それでも3個に1個は殻が入ったり、黄身が潰れたりするのだが、今回は珍しく3個連続で成功したらしい。
「う~ん……ねぇ、雪夜。せっかく全部成功したんだから、これは目玉焼きにしない?」
「……え?目玉焼きですか?」
「だって、潰しちゃうのはもったいないでしょ?卵焼きはまた明日にして、これはそのまま形を崩さずに目玉焼きにしようよ!ね?」
「はいっ!!」
雪夜が嬉しそうに笑った。
一応これも雪夜のリハビリだ。
毎日、昼飯を作る時に、雪夜にも少し手伝ってもらっている。
雪夜が今日作ろうとしていたのは「卵焼き」だ。
雪夜は、次に菜穂子に会う時までに何か一つでも料理をマスターして、菜穂子に食べてもらいたいと張り切っている。

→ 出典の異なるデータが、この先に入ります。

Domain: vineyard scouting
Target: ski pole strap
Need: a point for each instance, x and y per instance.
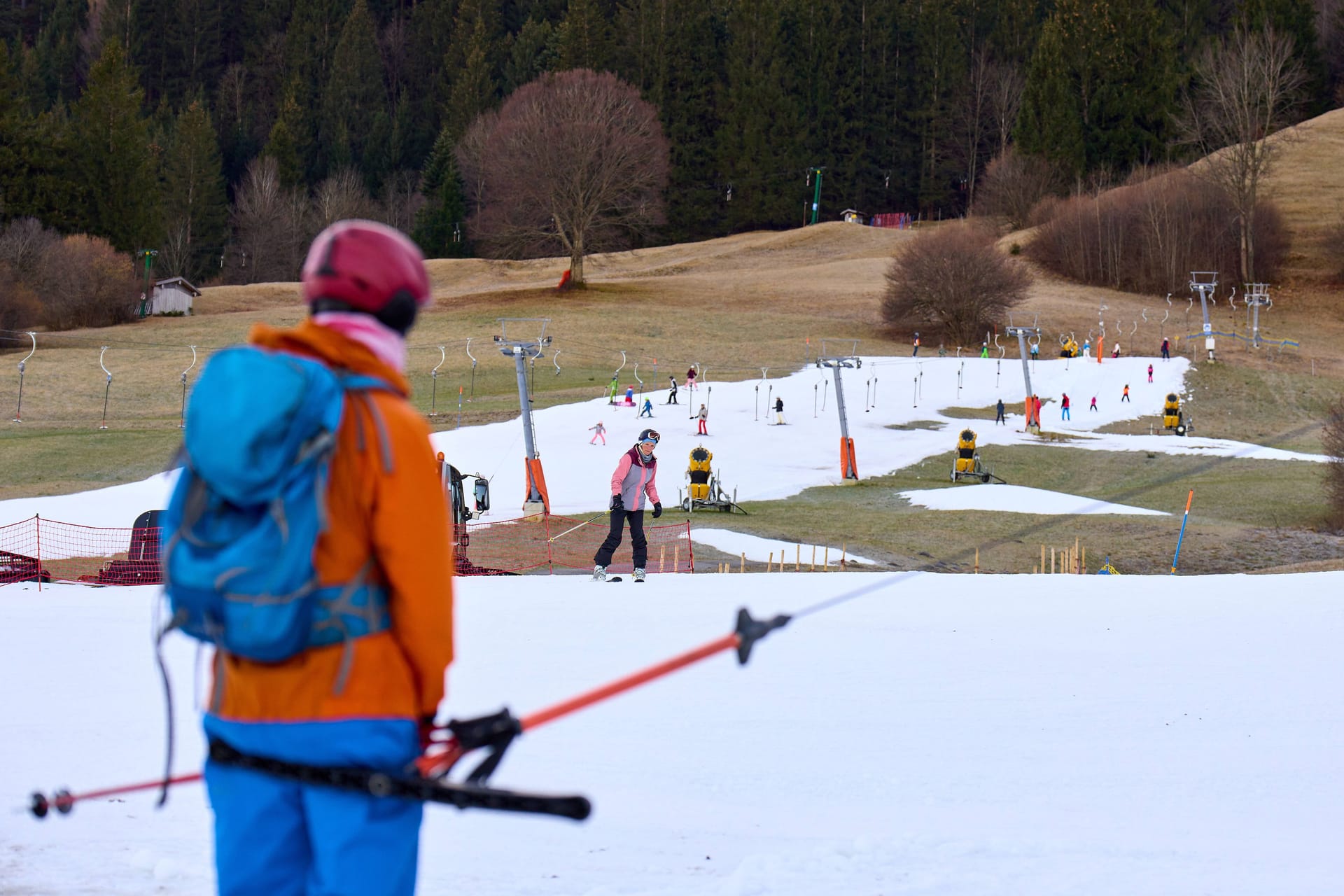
(405, 786)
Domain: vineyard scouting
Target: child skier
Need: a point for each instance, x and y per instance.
(632, 488)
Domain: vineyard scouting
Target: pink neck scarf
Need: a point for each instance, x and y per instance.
(384, 342)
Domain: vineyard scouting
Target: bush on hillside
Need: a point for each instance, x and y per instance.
(1149, 235)
(1334, 448)
(952, 282)
(86, 282)
(1014, 184)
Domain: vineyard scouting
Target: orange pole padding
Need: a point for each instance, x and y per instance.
(537, 482)
(848, 469)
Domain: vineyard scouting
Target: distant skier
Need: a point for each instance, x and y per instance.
(632, 489)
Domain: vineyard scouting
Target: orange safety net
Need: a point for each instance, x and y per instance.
(55, 551)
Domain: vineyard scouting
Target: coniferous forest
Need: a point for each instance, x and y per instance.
(223, 133)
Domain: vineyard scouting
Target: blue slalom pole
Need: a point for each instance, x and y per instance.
(1182, 530)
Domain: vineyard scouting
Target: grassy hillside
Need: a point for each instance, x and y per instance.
(757, 300)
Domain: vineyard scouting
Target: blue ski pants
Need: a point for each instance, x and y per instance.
(276, 837)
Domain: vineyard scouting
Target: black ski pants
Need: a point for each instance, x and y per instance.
(638, 545)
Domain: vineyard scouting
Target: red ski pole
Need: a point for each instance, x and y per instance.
(499, 729)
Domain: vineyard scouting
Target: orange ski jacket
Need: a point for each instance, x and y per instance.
(398, 517)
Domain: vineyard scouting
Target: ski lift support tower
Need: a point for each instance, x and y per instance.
(838, 362)
(1205, 282)
(537, 500)
(1257, 296)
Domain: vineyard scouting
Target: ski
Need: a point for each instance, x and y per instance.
(381, 785)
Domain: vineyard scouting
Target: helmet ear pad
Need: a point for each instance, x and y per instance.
(400, 312)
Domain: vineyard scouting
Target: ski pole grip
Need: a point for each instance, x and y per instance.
(750, 630)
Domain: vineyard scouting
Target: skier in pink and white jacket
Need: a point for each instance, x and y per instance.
(632, 488)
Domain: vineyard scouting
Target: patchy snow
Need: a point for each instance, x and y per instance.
(1101, 735)
(761, 550)
(1015, 498)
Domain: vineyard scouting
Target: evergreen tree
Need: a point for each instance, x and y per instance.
(309, 46)
(1050, 124)
(528, 54)
(355, 97)
(283, 144)
(438, 225)
(473, 89)
(584, 39)
(113, 156)
(195, 203)
(61, 61)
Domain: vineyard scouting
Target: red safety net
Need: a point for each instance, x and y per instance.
(49, 550)
(54, 551)
(547, 542)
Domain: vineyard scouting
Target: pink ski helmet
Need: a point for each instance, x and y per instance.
(370, 267)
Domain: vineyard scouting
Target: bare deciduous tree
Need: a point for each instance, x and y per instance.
(1014, 183)
(342, 197)
(1245, 90)
(269, 227)
(575, 163)
(952, 280)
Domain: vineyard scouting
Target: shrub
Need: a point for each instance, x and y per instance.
(19, 308)
(1149, 235)
(1334, 448)
(86, 282)
(1014, 184)
(953, 282)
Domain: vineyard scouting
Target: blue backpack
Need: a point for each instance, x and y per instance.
(242, 524)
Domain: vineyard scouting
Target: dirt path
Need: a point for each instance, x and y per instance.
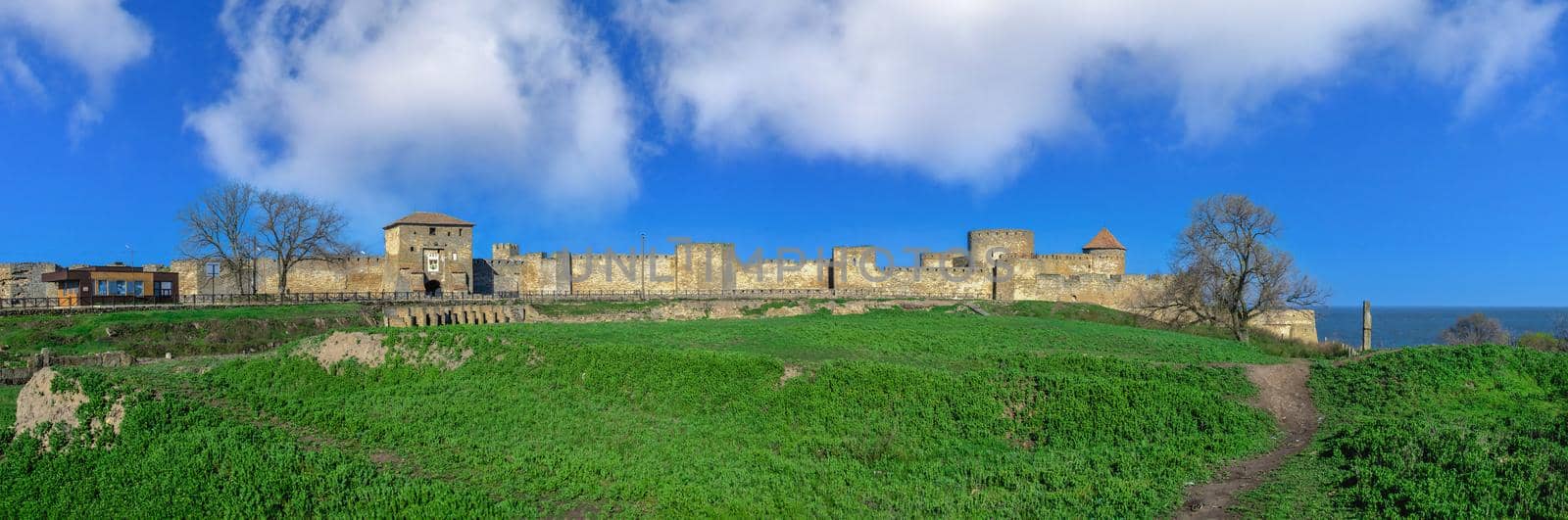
(1283, 394)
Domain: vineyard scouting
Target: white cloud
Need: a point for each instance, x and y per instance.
(94, 36)
(394, 104)
(1482, 44)
(964, 89)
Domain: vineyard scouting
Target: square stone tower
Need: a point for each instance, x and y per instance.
(430, 253)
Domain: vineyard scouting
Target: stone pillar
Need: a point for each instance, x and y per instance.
(1366, 326)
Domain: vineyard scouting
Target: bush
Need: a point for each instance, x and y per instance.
(1544, 342)
(1476, 329)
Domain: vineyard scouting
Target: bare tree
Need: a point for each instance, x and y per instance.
(219, 226)
(295, 229)
(1227, 271)
(1476, 329)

そして、数多ある料理の中から、菜穂子に食べてもらう料理に雪夜が選んだのは「卵焼き」だった……
***
「――なお姉に食べてもらうのって、例えばどんな料理を作ってみたいの?その内容次第で、練習の内容も材料も変わってくるよ?」
「えっと……たしか、俺って……記憶が間違ってなければ、前に卵焼きを作ったことありますよね?だから、練習すれば卵焼きは作れるはずなんですよ!」
雪夜は、少し不安そうに、でも最後だけはなぜか自信満々に答えた。
うん、雪夜?練習すれば他の料理も出来るようになると思うよ?
というツッコミは心に閉まって、雪夜に返事をする。
「そうだね。卵焼き作ってくれたことあるよ。お弁当箱に詰めて大学に持って行ったよね。佐々木と相川にも食べてもらうって……」
「大学……あ、はい!そうですよね!?佐々木たちも食べてました!おいしいって言ってくれて……」
どうやらこれも少し記憶が抜けているらしい。
雪夜が記憶を探りつつ、思い出そうとしていた。
「……あれ?夏樹さんにも食べてもらいましたよね……?」
「うん、食べたよ。俺も雪夜の卵焼き、お弁当箱に詰めて仕事に持って行ったんだよ。浩二さんと斎さんもおいしいって喜んでたよ!」
「あ、そっか。お仕事……そう……ですよね?……あはは……」
雪夜の表情が一瞬強張って、誤魔化すように笑った。
何が引っかかったのかな?
またひとりで抱えこまないといいんだけど……
***
「よし、それじゃ焼いてみようか。こっちにおいで」
夏樹は、雪夜をコンロの前に呼んだ。
「あ、はい!」
「火を使う時は集中しなきゃダメだよ?ボーっとしてると危ないからね?大丈夫?」
雪夜は、火に関してはあまりトラウマがないらしい。
それはいいのだが、料理の最中に、例えば「〇〇分茹でる」だとか「~するまで待つ」という工程が出て来ると、待っているそのたった数分の間にぼんやりと考え事をしてしまうことが多く、火傷しかけたり焦がしたりはしょっちゅうだ。
下手をすれば、それが新たなトラウマを生む可能性もある。
だから、毎回夏樹は料理の前に雪夜にこうやって確認をするのだ。
「ふぁい!ダイジョブでしゅっ!」
「うん、気合入りすぎだね!ちょっと肩の力抜こうか」
夏樹は笑いを噛み殺しつつ、雪夜の肩を軽く叩いた。